First, we need to download all sources that will be used to construct our knowledge graph. This portion of the script has three steps:  
1. Download Ontology Data  
2. Download Class Data  
3. Download Instance Data


**Note.** When running the cells below for the class and instance data sources, you will be prompted to enter a file name for each source.
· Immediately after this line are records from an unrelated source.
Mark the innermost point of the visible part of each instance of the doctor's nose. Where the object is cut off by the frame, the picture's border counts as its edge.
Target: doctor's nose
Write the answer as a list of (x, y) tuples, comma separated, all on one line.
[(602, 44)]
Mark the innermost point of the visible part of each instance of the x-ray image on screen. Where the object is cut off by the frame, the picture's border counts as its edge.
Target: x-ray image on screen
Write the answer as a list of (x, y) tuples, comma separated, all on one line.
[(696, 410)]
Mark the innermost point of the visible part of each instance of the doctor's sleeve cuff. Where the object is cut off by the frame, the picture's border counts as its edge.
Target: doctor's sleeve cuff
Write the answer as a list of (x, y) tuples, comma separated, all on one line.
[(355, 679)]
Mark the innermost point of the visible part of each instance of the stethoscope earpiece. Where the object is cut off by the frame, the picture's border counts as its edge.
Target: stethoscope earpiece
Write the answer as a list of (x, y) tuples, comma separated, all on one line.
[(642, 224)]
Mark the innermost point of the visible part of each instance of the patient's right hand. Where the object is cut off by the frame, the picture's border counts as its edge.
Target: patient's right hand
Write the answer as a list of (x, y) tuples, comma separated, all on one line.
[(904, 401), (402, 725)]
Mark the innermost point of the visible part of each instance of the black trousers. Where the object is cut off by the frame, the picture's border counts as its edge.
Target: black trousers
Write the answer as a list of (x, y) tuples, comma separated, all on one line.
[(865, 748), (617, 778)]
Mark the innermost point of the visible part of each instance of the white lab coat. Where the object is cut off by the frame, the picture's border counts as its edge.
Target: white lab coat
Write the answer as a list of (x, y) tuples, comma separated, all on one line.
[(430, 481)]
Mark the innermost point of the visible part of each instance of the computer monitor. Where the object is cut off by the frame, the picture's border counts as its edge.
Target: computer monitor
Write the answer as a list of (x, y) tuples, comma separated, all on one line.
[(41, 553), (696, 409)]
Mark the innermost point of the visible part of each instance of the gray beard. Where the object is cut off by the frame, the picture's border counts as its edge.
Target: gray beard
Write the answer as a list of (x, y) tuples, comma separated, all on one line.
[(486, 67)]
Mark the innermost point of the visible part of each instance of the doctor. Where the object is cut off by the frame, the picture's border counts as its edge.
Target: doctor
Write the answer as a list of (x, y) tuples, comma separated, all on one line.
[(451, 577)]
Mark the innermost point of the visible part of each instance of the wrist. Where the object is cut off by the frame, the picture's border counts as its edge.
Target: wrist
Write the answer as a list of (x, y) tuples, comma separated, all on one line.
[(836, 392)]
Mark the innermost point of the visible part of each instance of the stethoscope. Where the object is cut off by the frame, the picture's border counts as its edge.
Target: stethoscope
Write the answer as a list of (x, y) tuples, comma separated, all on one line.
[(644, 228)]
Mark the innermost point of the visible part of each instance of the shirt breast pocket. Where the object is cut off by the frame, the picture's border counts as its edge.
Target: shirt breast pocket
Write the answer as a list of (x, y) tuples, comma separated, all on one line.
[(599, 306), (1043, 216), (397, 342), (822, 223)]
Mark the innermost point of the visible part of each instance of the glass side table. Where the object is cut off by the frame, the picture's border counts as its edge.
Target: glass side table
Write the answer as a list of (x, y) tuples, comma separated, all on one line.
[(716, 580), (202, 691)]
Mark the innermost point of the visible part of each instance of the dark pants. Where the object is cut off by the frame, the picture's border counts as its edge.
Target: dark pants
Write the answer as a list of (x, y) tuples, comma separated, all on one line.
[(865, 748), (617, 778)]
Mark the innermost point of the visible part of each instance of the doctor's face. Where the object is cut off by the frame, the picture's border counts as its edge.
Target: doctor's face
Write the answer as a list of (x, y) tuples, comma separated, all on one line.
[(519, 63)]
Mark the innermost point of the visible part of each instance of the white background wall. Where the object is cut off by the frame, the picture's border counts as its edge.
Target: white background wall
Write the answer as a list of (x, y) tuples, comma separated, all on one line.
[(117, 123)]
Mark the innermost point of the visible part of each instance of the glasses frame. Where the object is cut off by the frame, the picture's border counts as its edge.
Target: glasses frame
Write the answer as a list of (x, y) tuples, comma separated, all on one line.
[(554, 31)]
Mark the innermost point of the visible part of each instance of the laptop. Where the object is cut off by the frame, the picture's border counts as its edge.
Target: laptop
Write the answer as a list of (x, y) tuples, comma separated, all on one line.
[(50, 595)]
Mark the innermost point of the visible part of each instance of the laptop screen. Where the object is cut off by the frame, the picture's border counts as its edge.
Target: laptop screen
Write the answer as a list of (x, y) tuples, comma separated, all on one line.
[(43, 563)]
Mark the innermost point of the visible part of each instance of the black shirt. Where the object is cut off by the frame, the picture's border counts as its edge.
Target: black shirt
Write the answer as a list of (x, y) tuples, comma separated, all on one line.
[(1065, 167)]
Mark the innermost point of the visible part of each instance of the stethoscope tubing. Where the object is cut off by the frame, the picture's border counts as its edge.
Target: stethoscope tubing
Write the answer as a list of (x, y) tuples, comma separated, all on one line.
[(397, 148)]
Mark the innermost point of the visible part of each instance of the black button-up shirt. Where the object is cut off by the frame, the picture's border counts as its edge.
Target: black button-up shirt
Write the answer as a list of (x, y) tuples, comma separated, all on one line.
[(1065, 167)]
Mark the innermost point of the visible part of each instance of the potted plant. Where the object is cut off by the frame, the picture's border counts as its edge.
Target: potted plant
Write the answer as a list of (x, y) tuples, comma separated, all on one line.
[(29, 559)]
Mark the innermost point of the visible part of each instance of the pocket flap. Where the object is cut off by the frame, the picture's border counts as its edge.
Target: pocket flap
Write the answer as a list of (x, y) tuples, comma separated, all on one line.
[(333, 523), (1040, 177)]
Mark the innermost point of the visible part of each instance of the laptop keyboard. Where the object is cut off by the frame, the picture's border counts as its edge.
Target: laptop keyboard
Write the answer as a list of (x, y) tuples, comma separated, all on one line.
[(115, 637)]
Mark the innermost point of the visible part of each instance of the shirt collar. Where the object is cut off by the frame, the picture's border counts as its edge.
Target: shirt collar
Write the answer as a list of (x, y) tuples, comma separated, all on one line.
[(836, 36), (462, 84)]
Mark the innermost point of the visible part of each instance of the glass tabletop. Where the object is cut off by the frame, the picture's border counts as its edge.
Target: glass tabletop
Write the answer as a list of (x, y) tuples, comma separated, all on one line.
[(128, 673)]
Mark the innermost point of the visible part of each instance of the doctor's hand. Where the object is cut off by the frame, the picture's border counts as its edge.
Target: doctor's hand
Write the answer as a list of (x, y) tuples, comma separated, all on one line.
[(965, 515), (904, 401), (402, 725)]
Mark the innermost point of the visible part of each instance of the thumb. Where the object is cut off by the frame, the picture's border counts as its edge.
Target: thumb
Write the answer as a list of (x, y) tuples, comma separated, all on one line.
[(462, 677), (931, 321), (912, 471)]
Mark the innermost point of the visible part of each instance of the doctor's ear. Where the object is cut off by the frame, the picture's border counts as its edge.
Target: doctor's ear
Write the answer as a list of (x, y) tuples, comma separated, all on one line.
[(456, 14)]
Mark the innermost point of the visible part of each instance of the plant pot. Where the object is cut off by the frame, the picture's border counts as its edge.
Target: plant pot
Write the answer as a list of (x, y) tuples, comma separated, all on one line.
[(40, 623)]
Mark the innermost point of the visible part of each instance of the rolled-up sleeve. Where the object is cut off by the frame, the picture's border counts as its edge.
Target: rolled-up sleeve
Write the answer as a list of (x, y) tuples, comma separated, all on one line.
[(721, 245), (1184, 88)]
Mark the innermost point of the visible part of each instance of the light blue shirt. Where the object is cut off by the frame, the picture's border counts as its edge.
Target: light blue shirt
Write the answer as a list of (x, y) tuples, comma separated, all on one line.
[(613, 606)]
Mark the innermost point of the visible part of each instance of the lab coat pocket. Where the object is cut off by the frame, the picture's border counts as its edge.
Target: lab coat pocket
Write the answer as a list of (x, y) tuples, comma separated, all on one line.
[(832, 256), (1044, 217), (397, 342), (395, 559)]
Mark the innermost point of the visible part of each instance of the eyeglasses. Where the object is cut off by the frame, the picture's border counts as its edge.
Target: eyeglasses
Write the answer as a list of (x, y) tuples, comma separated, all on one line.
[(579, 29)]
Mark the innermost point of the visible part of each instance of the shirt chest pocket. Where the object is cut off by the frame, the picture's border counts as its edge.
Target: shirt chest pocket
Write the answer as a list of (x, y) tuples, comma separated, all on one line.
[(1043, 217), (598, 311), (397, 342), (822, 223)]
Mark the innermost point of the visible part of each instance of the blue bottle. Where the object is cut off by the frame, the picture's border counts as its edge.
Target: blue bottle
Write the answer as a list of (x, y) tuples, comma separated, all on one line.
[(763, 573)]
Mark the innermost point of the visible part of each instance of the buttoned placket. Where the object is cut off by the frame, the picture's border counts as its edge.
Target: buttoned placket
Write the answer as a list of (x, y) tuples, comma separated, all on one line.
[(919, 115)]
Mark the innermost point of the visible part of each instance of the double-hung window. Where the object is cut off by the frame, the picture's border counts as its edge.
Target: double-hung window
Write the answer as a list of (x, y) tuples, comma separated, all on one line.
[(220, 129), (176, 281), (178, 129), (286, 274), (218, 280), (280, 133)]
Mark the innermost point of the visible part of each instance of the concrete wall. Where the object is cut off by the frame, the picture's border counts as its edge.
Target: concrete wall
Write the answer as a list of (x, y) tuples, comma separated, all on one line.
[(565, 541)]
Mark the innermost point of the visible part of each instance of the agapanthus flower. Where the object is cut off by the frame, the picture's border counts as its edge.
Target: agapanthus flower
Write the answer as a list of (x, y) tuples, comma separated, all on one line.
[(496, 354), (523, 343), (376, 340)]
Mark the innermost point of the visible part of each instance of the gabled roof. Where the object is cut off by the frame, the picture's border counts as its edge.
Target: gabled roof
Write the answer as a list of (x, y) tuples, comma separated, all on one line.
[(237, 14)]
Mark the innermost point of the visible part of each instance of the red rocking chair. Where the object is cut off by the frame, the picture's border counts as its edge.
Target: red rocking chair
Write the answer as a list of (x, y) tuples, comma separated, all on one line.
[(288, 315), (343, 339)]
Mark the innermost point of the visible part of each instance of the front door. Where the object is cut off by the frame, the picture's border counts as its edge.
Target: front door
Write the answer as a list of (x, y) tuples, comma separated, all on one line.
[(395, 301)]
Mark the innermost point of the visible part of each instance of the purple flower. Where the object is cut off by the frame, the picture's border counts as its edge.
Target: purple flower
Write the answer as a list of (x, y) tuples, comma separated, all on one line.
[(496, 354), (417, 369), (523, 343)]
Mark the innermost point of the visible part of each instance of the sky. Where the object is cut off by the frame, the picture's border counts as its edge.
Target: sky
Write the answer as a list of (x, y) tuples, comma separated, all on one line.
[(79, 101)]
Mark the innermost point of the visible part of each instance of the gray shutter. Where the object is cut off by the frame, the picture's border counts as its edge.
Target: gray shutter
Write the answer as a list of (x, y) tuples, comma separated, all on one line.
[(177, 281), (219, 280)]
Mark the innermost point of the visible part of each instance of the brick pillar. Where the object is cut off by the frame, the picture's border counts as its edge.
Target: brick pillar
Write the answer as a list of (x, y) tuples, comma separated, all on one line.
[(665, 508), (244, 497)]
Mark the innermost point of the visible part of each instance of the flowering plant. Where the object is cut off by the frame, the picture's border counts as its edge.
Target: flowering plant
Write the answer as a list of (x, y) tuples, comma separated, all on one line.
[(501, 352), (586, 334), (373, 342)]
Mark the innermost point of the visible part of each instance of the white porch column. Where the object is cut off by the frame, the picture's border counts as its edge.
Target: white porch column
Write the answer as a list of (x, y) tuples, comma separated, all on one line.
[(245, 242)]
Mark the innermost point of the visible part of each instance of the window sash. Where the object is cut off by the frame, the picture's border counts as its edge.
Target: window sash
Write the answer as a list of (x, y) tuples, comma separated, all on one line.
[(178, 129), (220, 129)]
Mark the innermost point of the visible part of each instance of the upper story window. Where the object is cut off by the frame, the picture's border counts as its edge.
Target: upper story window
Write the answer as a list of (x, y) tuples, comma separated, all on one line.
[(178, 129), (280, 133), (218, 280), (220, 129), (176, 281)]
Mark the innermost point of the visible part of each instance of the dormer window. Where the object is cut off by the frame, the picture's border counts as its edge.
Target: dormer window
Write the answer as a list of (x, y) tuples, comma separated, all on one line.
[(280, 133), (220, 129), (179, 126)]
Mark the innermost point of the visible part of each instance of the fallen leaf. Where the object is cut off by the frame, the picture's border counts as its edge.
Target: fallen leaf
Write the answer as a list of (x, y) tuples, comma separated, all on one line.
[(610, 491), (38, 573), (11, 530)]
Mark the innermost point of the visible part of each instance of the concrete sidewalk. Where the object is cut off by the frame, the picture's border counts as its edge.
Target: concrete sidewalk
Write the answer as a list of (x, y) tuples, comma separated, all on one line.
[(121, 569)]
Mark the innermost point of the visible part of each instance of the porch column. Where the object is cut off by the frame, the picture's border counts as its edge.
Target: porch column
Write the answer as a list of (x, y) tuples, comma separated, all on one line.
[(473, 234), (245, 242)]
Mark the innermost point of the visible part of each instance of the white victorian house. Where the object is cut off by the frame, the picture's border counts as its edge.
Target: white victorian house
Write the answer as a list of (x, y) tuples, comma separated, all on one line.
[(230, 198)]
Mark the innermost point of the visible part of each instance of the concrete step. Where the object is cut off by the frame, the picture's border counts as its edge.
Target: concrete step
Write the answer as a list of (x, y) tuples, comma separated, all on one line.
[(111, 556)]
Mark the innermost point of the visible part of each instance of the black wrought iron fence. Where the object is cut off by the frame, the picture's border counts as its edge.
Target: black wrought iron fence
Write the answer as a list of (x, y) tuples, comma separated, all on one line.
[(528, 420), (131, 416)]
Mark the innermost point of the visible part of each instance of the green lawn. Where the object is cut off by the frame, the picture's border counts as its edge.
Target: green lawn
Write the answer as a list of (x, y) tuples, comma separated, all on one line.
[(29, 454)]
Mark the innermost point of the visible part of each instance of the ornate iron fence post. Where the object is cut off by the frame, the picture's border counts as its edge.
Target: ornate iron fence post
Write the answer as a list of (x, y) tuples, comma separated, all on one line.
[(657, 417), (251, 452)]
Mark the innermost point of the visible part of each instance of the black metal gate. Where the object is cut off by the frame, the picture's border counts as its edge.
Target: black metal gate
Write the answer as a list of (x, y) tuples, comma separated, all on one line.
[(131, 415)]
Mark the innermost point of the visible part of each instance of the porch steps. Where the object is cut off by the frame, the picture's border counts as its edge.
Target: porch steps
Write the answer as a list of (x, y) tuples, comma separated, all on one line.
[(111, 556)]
Please use the following pattern:
> **Pattern:** edge_source_datatype_source_type.txt  
**Example:** gene-pathway_string_instance_evidence.txt


***
**Step 1: Download Ontology Data**


In [None]:
ont = scripts.python.DataSources.OntData('resources/ontology_source_list.txt')
ont.parses_resource_file()
ont.downloads_data_from_url('imports')
    

In [None]:
ont.generates_source_metadata()
ont.writes_source_metadata_locally()


***
**Step 2: Download Class Data**


In [None]:
cls = scripts.python.DataSources.Data('resources/class_source_list.txt')
cls.parses_resource_file()
cls.downloads_data_from_url('')
    

In [None]:
cls.generates_source_metadata()
cls.writes_source_metadata_locally()


***
**Step 3: Download Instance Data**


In [None]:
inst = scripts.python.DataSources.Data('resources/instance_source_list.txt')
inst.parses_resource_file()
inst.downloads_data_from_url('')
    

In [None]:
inst.generates_source_metadata()
inst.writes_source_metadata_locally()


***
***

## Create Edge Lists <a class="anchor" id="create-edges"></a>

In order to create the edge lists, you will need to do the following (assuming you don't want to use the [data from the current release](https://github.com/callahantiff/PheKnowLator/wiki/v2.0.0):
 - Run `python/NCBO_rest_api.py` script. Note, that this script will require you to create an account with [BioPortal](http://basic-formal-ontology.org/) and place your API key in `resources/bioportal_api_key.txt`. 
   - When run from the command line, you will be asked to enter two ontologies (`source1=MESH`, `source2=CHEBI`).
   - This will generate a text file that contains mappings between identifiers from two ontologies specified and write the results to `resources/data_maps/source1_source2_map.txt`.  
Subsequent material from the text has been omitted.